Mechanisms of Resistance

Endocrine manipulation remains a mainstay of therapy for many women with metastatic breast cancer, and the sequencing of endocrine agents can provide effective therapy for patients with minimal toxicity. Response durations can last from weeks to years. However, most patients with metastatic breast cancer ultimately experience disease progression while on hormonal therapy. Wolf and Jordan have reviewed many of the model systems that have provided laboratory support for the potential mechanisms of tamoxifen resistance [3]. These mechanisms include metabolic alterations of tamoxifen (systemic or intracellular) into metabolites with either more estrogen-like or less antiestrogenic activity; changes in ligands for tamoxifen; modifications in cellular tamoxifen uptake or excretion; changes in the transcription complex; and alterations in the ER. In some instances, tamoxifen may actually stimulate growth of breast cancer cell lines, and a mechanism involving a mutation in the ER has been postulated.

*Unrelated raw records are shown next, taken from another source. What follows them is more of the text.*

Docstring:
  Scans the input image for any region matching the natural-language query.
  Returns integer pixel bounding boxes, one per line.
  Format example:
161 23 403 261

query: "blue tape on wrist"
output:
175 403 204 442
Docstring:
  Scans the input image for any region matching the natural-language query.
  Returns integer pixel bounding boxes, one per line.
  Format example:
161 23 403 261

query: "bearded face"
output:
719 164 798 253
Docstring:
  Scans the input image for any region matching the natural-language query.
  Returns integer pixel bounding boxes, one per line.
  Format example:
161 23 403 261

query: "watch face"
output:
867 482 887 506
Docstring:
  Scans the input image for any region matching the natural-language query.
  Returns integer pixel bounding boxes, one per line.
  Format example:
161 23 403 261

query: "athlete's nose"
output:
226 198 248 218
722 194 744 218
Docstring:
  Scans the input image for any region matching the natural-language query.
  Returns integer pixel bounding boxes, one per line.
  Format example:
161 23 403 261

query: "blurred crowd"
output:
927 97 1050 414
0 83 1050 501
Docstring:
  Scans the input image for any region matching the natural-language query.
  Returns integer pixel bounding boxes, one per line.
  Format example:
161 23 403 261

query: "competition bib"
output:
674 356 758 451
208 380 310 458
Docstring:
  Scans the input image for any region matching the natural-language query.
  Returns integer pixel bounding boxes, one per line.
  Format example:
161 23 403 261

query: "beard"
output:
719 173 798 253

Clearly, no single mechanism is adequate to explain clinically observed tumor resistance. Both clinical and basic science research in this area are necessary to provide information leading to the optimal use of endocrine therapy.

References:

1. Vogel CL, Schoenfelder J, Shemano I, et al: Worsening bone scan in the evaluation of antitumor response during hormonal therapy of breast cancer. J Clin Oncol 13:1123-1128, 1995.

2. Falkson G, Gelman RS, Tormey DC, et al: Median survival of 59 months for premenopausal women with ER-positive metastatic breast cancer: An ECOG study. Proc Am Soc Clin Oncol 13:57, 1994.

3. Wolf DM, Jordan VC: Drug resistance to tamoxifen during breast cancer therapy. Breast Cancer Res Treat 27:27-40, 1993.